For SEM, fixed samples containing 3% glutaraldehyde plus 2% paraformaldehyde in 0.1 M cacodylate buffer, pH 7.3, washed with 0.1 M cacodylate buffer, pH 7.3, post fixed with 1% cacodylate buffered osmium tetroxide, washed with 0.1 M cacodylate buffer, then in distilled water. Afterwards, the samples were sequentially treated with Millipore-filtered 1% aqueous tannic acid, washed in distilled water, treated with Millipore-filtered 1% aqueous uranyl acetate, and then rinsed thoroughly with distilled water. The samples were dehydrated with a graded series of increasing concentrations of ethanol, then transferred to a graded series of increasing concentrations of hexamethyldisilazane, and air dried overnight. Samples were mounted onto double-stick carbon tabs (Ted Pella. Inc.), which had been previously mounted onto glass microscope slides. The samples were then coated under vacuum using a Balzer MED 010 evaporator (Technotrade International) with platinum alloy for a thickness of 25 nm, then immediately flash carbon coated under vacuum. The samples were transferred to a desiccator for examination later. Samples were examined/imaged in a JSM-5900 scanning electron microscope (JEOL USA Inc.) at an accelerating voltage of 5 kV.

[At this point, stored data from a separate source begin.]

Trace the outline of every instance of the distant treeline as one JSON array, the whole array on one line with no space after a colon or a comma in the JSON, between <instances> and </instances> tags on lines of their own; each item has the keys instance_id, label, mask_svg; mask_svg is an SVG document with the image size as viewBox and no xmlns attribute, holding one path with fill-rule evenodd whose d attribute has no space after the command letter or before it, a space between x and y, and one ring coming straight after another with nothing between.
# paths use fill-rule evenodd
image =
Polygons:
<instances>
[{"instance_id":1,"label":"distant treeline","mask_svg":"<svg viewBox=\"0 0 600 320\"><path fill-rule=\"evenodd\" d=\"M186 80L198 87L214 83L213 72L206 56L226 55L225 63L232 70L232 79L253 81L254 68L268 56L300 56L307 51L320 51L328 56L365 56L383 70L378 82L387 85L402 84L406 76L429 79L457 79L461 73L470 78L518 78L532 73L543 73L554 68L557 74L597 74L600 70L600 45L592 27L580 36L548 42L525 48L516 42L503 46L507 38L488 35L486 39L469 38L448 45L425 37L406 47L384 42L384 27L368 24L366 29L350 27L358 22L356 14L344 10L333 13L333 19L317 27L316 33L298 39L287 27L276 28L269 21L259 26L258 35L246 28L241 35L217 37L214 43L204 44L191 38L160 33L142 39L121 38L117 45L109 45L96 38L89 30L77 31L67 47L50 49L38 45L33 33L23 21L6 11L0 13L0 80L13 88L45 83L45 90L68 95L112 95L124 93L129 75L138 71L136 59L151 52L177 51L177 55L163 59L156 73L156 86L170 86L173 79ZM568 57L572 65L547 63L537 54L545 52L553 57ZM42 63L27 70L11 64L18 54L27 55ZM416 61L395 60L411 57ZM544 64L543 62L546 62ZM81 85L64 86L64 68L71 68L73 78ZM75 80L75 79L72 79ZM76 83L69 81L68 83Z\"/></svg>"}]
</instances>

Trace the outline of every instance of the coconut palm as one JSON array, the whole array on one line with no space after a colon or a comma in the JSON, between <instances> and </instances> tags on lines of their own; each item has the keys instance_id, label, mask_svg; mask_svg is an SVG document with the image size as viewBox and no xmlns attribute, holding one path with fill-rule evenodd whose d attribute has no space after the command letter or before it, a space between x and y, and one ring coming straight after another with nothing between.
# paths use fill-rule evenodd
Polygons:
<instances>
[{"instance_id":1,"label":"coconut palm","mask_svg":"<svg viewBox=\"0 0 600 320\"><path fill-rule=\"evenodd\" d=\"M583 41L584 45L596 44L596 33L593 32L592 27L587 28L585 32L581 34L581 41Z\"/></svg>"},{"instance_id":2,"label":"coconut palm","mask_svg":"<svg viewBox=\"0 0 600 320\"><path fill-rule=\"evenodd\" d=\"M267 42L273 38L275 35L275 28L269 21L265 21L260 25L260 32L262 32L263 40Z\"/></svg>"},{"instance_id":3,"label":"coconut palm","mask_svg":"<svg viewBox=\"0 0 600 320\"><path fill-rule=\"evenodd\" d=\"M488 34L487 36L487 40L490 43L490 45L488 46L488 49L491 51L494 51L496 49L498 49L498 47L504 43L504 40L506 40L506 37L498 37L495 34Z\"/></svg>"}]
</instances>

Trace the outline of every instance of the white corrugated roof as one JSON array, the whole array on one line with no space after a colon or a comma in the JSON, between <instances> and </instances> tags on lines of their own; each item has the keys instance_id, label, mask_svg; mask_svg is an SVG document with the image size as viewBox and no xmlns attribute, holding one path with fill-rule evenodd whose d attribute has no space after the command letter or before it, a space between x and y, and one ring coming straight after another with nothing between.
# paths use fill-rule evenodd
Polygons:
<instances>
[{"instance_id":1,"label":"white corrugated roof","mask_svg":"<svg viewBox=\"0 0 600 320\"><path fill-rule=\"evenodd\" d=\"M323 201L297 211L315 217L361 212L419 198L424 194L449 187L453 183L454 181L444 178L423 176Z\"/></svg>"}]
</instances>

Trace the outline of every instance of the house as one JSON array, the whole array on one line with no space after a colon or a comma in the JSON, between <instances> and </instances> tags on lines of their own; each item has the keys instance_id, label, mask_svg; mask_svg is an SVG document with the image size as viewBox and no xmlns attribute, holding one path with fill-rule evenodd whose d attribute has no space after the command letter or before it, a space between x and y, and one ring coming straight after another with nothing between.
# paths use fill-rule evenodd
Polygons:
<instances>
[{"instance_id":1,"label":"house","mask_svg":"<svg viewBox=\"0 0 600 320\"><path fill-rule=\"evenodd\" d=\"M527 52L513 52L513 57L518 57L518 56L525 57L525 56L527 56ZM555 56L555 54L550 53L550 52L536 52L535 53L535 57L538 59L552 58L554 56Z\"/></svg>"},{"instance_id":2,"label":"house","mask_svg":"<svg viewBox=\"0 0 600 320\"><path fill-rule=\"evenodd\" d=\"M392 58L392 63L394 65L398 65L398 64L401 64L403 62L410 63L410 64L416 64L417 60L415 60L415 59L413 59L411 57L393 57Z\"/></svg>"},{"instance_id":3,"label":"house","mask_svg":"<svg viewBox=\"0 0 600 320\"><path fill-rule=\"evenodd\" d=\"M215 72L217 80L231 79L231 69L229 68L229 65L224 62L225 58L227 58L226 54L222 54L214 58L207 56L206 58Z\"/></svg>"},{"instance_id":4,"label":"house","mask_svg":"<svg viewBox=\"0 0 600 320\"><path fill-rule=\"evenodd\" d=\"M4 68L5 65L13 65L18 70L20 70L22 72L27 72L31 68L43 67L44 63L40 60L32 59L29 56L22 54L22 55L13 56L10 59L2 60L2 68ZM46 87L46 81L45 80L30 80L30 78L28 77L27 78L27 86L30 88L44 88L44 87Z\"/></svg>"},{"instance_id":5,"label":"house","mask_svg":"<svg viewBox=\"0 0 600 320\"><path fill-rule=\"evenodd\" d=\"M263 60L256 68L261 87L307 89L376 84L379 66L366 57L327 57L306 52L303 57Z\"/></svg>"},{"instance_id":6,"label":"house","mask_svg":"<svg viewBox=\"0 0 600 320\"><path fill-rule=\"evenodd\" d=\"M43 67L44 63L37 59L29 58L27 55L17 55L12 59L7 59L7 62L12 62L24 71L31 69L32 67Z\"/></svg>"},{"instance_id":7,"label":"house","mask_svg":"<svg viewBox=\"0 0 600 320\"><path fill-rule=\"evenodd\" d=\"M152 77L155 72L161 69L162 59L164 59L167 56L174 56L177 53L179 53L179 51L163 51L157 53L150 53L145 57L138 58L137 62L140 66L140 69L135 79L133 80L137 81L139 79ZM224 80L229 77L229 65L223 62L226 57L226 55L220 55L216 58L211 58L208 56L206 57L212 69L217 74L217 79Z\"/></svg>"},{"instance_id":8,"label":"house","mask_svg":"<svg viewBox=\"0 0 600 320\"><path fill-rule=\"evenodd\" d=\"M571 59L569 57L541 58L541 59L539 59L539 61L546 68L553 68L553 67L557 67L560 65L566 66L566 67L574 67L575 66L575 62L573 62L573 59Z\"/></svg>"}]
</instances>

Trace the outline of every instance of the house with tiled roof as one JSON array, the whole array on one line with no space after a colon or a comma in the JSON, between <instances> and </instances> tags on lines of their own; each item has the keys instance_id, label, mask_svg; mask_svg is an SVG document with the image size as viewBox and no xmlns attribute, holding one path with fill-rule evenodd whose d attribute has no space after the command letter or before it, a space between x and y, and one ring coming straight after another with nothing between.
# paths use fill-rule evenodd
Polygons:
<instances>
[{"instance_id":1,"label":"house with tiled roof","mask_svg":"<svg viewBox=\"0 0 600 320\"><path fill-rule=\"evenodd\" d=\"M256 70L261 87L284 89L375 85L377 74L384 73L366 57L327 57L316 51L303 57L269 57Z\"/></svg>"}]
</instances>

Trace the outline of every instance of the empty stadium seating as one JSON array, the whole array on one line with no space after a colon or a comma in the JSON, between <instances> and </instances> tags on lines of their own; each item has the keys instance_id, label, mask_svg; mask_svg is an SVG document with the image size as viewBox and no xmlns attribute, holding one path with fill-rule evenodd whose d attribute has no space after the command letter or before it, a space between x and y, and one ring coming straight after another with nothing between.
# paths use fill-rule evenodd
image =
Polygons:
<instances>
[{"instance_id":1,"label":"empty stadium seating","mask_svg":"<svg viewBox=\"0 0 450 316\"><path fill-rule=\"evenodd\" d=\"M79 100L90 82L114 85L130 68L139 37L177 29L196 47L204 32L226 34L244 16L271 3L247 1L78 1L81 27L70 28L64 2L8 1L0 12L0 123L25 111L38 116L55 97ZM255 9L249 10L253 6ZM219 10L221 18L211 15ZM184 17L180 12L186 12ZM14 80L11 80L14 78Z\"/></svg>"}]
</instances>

For TEM, samples were fixed with a solution containing 3% glutaraldehyde plus 2% paraformaldehyde in 0.1 M cacodylate buffer, pH 7.3, then washed in 0.1 M sodium cacodylate buffer and treated with 0.1% Millipore-filtered cacodylate buffered tannic acid, post-fixed with 1% buffered osmium tetroxide, and stained en bloc with 1% Millipore-filtered uranyl acetate. The samples were dehydrated in increasing concentrations of ethanol, infiltrated, and embedded in LX-112 medium. The samples were polymerized in a 60°C oven for ∼3 d. Ultrathin sections were cut in a Leica Ultracut microtome (Leica), stained with uranyl acetate and lead citrate, and examined in a JEM 1010 transmission electron microscope (JEOL USA Inc.) at an accelerating voltage of 80 kV. Digital images were obtained using AMT Imaging System (Advanced Microscopy Techniques Corp).

Statistical analyses

Graphical representation of the data and statistical tests were performed using GraphPad Prism 9. The statistical test used for each data set is listed in the corresponding figure legends. The F-test was used to assess normality of distribution of samples. For two-groups comparison, unpaired t test with or without Welch’s correction was used for comparison of means. For multiple-groups comparison, one-way analysis of variance (ANOVA) with Dunnett’s multiple comparisons test or with Holm–Sidak’s multiple comparison test was used. The log-rank test was used to compare Kaplan–Meier survival curves. P values are reported as *P < 0.05, **P < 0.01, ***P < 0.001, ****P < 0.0001, ns: not significant.